“I don’t have to go to college for those! What you know of the East, did you learn it out of books? You did not! You learned it out of life! Learned it yourself, ‘somewhere east of Suez.’ Well, the temple-bells are calling me, too; and yet you pen me up in this crabbed little New England village, where they don’t even know there are temple-bells! It’s choking me to death, I tell you!” He caught at his throat, as if striving for air. “But you don’t understand. You’re old now, and you’ve ‘put it all behind you, long ago and far away,’ and now you ask me to be civilized!”

“You mean to tell me, sir,” the captain asked, his voice trembling, “that you’d abandon me, after the way I’ve worked for you? You’d abandon the family and the home? You’d leave that good, pure girl, Laura, just for a whim like this? I appeal to you, my boy, in the name of the family—”

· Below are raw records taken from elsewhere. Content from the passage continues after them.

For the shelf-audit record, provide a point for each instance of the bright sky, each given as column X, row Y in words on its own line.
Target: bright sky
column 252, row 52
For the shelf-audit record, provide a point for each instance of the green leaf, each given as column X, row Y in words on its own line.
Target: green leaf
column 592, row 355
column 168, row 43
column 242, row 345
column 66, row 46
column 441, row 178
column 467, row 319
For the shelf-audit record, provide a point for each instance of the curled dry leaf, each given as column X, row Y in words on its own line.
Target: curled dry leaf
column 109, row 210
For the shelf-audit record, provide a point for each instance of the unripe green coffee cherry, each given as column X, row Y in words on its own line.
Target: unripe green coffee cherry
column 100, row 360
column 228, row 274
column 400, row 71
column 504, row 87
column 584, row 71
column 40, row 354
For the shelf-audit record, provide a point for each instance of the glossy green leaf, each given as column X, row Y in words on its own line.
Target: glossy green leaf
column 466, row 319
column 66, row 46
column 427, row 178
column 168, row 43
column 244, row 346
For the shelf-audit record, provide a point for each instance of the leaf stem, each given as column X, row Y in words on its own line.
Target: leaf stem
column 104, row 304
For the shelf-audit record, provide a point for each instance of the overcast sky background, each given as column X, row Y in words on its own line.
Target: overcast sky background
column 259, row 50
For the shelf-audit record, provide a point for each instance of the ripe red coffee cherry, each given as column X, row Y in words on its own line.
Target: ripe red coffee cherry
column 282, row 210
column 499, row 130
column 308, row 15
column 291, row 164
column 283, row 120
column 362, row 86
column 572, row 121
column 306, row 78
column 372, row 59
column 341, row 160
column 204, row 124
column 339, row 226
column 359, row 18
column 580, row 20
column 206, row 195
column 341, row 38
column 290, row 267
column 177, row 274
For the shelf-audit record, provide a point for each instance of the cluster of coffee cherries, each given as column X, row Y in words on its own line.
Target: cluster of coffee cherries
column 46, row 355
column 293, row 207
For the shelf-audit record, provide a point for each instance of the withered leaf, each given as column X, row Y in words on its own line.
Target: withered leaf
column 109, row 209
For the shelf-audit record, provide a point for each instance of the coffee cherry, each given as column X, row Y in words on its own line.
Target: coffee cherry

“It’s no use, grandfather. You’ve got to let me go!” Unmoved he heard the old man plead:

“Have you no love for me, then? I’m in my declining years. Without you what would be left? I’ve lived for you, Hal, and in the hope of what you’d be some day. I’ve hoped you’d marry Laura—I’ve dreamed of grandchildren, of new light in the sunset that’s guiding me to the western harbor. I’ve wanted nothing but to give the end of my life to you and for you, Hal—nothing but that!” In the captain’s eyes gleamed a tear. Hal, noting it, felt secret scorn and mockery. “I’m willing to overlook everything that’s past and give you a fresh start. God knows, I’d gladly lay down my life for you! Because, Hal—you know I love you, boy!”

Hal glanced appraisingly at the entreating old figure on the bench, at the white head, the tear-blurred eyes, the trembling outstretched hands. To what point, he wondered with sinister calculation, could he turn this blind affection to his own uses? He kept a moment’s silence, then said in a tone that skilfully simulated humilitude:

“I suppose I am a fool to have such thoughts, after all. What is it you want me to do?”

“First, I want you to get off the lee shore. I’ll pay your debts, Hal, and clear you. There are other colleges, and as for McLaughlin, the money and apology will satisfy him.”

“Apology? What apology?”

“Oh, he demands an apology from you, you understand?”

“He does, eh? Like—h-m! Well, I suppose I can do that.” Hal kept his lying tongue to the deception now essential to the success of his plans.